Na miejscu pojawiły się służby lotniskowe, przedstawiciele przewoźnika, straży granicznej, policji oraz polskiej komisji badania wypadków lotniczych. - Samolot wylądował ok 19:20. Służby natychmiast podjęły działania - powiedział Mariusz Szpikowski, dyrektor Lotniska Chopina w Warszawie.
- Nikomu nic się nie stało. Wszyscy pasażerowie w sposób bezpieczny opuścili pokład samolotu. Według moich informacji, samolot wylądował z opuszczonym podwoziem, bo w trakcie lądowania doszło do złożenia się przedniego podwozia. Lądowanie odbyło się jednak w sposób łagodny. Na pokładzie było 59 osób plus cztery osoby załogi. Wszyscy zostali przewiezieni do salonu VIP, gdzie została im zapewniona opieka – powiedział dyrektor warszawskiego lotniska.
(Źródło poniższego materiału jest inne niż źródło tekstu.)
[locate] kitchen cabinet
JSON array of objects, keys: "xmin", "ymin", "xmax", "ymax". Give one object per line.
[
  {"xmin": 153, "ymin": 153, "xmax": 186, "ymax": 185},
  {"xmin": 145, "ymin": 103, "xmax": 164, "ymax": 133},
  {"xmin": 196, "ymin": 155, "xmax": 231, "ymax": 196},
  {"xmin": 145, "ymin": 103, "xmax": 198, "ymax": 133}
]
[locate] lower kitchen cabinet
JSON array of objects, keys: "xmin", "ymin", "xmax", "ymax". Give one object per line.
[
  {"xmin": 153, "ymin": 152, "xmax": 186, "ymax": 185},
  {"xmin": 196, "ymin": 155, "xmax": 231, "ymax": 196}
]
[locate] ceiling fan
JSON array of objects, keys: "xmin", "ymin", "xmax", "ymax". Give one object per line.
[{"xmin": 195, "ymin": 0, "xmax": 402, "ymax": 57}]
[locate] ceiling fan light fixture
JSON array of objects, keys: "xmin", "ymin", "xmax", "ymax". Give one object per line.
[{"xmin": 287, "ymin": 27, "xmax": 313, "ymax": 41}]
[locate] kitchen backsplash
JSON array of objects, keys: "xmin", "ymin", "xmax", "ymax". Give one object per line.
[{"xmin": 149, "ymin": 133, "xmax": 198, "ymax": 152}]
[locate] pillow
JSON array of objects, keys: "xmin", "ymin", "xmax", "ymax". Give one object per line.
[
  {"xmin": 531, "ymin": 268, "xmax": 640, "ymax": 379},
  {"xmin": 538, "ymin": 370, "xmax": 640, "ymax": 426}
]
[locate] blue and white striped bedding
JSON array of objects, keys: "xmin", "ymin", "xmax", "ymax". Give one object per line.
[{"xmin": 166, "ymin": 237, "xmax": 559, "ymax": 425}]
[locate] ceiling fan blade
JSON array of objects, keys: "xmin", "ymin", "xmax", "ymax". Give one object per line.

Dodał, że pasażerami zajęli się lekarze. - Czuwało nad nimi około 15 pracowników służb medycznych, którzy każdego z tych pasażerów przebadali i zabezpieczyli od strony medycznej. Została zapewniona też pomoc psychologiczna, a także napoje i posiłki. (...) Z 59 osób przewiezionych do salonu VIP około pół godziny później jedna zgłosiła problemy medyczne. Została przewieziona do szpitala. Prawdopodobnie było to związane z samym stresem z powodu lądowania. Osoba zgłosiła dolegliwości związane z dusznościami w klatce piersiowej - powiedział Szpikowski.
ZOBACZ TEŻ: Samolot LOT-u lądował na Okęciu bez przedniego podwozia. "To było perfekcyjne lądowanie"
Prof. Marcin Gieryk, który był na pokładzie samolotu, w rozmowie z portalem tvnwarszawa.pl powiedział, że pasażerowie już w połowie lotu zostali poinformowani o awaryjnym lądowaniu.
- Powiedzieli nam, że będziemy lądować w nietypowej pozycji, z głową między kolanami, czyli tak zwanej pozycji bezpiecznej. (…) Polecili zabrać tylko to, co mamy na sobie. Część pasażerów się ubrała, ja wziąłem marynarkę. Kiedy padła komenda o lądowaniu i umieszczeniu głowy między kolanami, wszyscy się do tego dostosowali – powiedział prof. Gieryk. Dodał, że w trakcie lądowania było słychać „szorowanie samolotu po płycie lotniska”.
Czytelnik, który skontaktował się z nami przez fanpage Gazeta.pl na Facebooku, a którego ojciec był na pokładzie, tak zrelacjonował dla nas ewakuację:
- Sama ewakuacja pozostawia wiele do życzenia. Po wyjściu na płytę lotniska nie spotkali nikogo, kto mógłby pokierować tymi ludźmi, co mają dalej robić, gdzie się udać, czy na coś czekać. Nikt nic nie wiedział.